Mourinho, scatenato a bordo campo, si rivolge in malo modo contro la dottoressa brasiliana chiamandola:"Figlia di putt..."

Video qui in basso al secondo post


----------



## admin (14 Agosto 2015)




----------



## malos (14 Agosto 2015)

Che classe.

Lei pensavo fosse spagnola tifando Real.


----------



## Serginho (14 Agosto 2015)

Eccolo qui l'idolo dei bimbiminghia (parecchi anche qui sopra)


----------



## Fabriman94 (14 Agosto 2015)

Si sapeva che persona fosse. Grande allenatore, ma discutibilissimo a livello umano.


----------



## Fabriman94 (14 Agosto 2015)

malos ha scritto:


> Che classe.
> 
> *Lei pensavo fosse spagnola tifando Real*.
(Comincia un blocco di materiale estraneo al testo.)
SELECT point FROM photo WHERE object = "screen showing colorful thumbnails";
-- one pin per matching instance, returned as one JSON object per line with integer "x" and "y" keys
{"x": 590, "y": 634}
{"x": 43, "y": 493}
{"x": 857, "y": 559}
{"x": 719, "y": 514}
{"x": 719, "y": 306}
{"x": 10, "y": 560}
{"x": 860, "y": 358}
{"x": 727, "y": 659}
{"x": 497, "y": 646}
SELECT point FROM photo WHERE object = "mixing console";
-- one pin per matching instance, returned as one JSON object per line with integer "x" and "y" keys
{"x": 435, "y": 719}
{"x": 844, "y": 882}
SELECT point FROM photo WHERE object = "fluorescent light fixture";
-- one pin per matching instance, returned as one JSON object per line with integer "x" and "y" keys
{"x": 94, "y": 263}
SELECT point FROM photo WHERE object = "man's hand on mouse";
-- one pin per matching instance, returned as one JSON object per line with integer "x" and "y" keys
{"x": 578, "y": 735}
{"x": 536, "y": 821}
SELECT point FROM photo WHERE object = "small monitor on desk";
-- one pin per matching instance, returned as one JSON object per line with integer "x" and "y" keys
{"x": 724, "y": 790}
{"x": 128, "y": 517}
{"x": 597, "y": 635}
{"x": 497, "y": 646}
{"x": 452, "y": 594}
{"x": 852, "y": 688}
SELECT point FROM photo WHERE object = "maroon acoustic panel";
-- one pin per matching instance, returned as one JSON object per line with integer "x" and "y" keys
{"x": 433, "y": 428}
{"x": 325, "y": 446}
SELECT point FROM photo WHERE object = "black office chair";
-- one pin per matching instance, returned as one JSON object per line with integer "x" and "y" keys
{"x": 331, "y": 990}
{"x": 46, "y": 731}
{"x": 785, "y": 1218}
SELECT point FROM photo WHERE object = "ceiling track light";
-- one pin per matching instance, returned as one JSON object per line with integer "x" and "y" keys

Lo è infatti, il padre è spagnolo.


----------



## Lollo interista (14 Agosto 2015)

Il fatto che una bella donna debba essere trattata meglio di,chessò,un uomo cinquantenne stempiato e con la panza è la prova che il sessismo è duro a morire


----------



## TheZio (14 Agosto 2015)

malos ha scritto:


> Che classe.
> 
> Lei pensavo fosse spagnola tifando Real.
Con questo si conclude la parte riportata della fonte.